Thursday, July 5, 2012


Over at the media website Vulture, writers Amanda Dobbins and Marisa Woocher have crunched the numbers on the crunched abs that we get to enjoy in Magic Mike. The two women distill the movie's skinload into pie charts and graphs, which, as USA Today publishers figured out long ago, is how we Americans like our information fed to us. Don't be boring us with no stinkin' thesis or theory. Give us the breakdown in living color! Seriously, I am not mocking the magazine or the women, I am mocking our short attention spa-- oh, hey, look...colored graphics. Prettttttttyyyyyyy!

Okay, I have completely stolen their thunder and brought it here. At least I did leave their logo on each of the graphs, and I AM recommending that you visit the website. That should count for something. Did anyone see my media disclaimer at the bottom of the page?  My lawyer says that that ought to cover my ass, unlike McConaughey's chaps.

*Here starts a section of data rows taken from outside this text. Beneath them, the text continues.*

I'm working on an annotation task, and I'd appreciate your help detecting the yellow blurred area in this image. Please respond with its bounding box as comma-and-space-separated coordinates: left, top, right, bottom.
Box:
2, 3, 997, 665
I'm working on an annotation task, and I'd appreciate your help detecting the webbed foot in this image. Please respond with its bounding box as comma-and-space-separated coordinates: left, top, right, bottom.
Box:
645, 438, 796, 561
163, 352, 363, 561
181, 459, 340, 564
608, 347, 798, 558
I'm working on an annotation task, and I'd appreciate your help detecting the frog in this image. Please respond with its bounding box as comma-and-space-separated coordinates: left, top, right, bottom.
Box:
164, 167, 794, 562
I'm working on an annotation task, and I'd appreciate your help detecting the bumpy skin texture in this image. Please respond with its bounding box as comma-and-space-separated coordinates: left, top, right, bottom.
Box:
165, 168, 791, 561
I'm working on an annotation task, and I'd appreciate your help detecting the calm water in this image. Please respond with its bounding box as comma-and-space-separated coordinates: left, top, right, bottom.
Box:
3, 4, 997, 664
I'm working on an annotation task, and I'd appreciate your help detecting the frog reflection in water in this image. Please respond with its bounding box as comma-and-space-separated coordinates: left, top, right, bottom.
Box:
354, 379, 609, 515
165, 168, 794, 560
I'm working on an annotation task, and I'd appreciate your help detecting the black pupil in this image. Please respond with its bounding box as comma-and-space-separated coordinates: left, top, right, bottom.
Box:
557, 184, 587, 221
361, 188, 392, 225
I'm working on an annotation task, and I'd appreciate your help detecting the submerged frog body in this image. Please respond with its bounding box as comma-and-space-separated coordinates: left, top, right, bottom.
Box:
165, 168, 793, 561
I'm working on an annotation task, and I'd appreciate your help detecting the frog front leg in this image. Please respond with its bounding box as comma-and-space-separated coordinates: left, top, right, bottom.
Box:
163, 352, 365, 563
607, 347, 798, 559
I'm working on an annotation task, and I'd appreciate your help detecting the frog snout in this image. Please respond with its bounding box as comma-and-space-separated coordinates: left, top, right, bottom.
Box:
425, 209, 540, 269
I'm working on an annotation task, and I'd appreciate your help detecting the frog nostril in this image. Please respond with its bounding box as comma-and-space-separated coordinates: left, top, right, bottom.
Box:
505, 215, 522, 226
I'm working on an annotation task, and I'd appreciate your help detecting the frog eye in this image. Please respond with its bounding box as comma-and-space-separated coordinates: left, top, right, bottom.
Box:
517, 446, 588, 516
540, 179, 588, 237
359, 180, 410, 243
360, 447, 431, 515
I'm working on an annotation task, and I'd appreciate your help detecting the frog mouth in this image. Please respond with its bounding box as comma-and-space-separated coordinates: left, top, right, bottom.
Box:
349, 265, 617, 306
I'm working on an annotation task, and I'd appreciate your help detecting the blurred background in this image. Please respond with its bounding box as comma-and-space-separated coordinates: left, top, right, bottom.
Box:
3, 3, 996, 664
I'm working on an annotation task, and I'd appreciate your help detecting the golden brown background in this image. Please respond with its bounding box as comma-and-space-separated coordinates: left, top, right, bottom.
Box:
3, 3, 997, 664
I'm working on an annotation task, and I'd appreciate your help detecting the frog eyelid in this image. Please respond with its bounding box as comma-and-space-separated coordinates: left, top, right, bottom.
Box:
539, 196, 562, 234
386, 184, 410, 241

Yeah, I have a lawyer. Sure do. Talk to him every day.  He wears a retainer. I don't know why, but that seems to be something you're supposed to tell people about your lawyer.  So, see Vulture, I have a lawyer AND he HAS a retainer. Did I mention my disclaimer?  That's supposed to be my "get out of jail free card." I hope you guys are old enough to have played Monopoly and get that reference.

Please don't sue me! 

Look at those stats. The movie is about male strippers and there are STILL more femme tits than male ass! 


  1. Measuring and quantifying hot guys is no trivial pursuit, so I'll be sure to check Vulture out! Great post, and BTW tell your legal eagle that this particular matter will be strictly pro boner!